The companies named in the lawsuit included Mattel, Fisher-Price, Michaels Stores, Toys 'R' Us, Wal-Mart, Target, Sears, KB Toys, Costco Wholesale, A&A Global Industries, RC2 Corporation, Eveready Battery Company, Kids II, Kmart, Marvel Entertainment and Toy Investments. Businesses that violate Proposition 65 are subject to civil penalties of up to $2,500 per day for each violation. Yesterday’s lawsuit seeks to remedy past violations and prompt manufacturers and retailers to establish processes that prevent toys with lead from being sold in the future.
Illinois is also taking on the issue. A law recently passed in that state forbids the sale of children’s products with more than 600 parts per million total lead. Although this limit is the same as the federal standard for lead in paint, the Illinois law is broader since it also applies to plastics, metals and any other materials used in children’s products.

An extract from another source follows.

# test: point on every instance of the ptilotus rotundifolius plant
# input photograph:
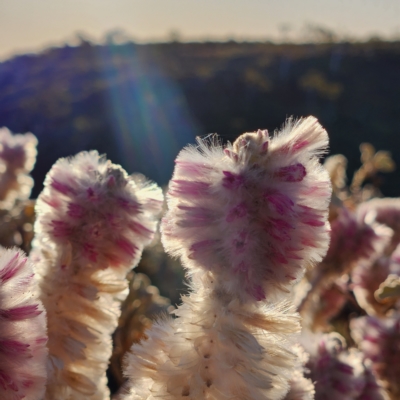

Sunday’s Chicago Tribune reported on their extensive tests conducted on lead in toys. Of the 800 toys tested, 12 failed federal standards and another 9 failed Illinois standards. Several of the products were pulled off store shelves after retailers learned of the Tribune’s test results. And the newspaper reported today that all 21 tainted products are now the subject of an investigation by State Attorney General Lisa Madigan who has a reputation for strict enforcement of Illinois’ lead laws.
According to the Tribune article Sunday, a spokesperson from the U.S. Consumer Product Safety Commission said that their federal agency “would rather have one U.S. law for lead in toys as opposed to the current patchwork of federal and state rules.” But states can take steps that raise the public health and safety bar, and should always be allowed to do so. For example, California and Illinois laws on lead are more comprehensive than the federal laws. States are taking matters into their own hands while the CPSC Acting Chairman Nancy Nord opposes legislation that would, among other things, strengthen federal regulations for lead in all children’s products.
In response to strong state laws, industry efforts have geared up to ensure that federal regulation would thwart state laws. That might be good for business but it's bad for states whose citizens feel their tax dollars should pay for a high level of consumer protection.
While only two states are flexing their muscle on the lead in toys issue, consumers in the other 48 states may wind up reaping the benefits. Major retailers may find logistic problems in not being able to sell the same merchandise in all the states in which they do business. If companies have to sort out what products can and can't be sold in California and Illinois, they might just end up crossing them off the entire country's list altogether.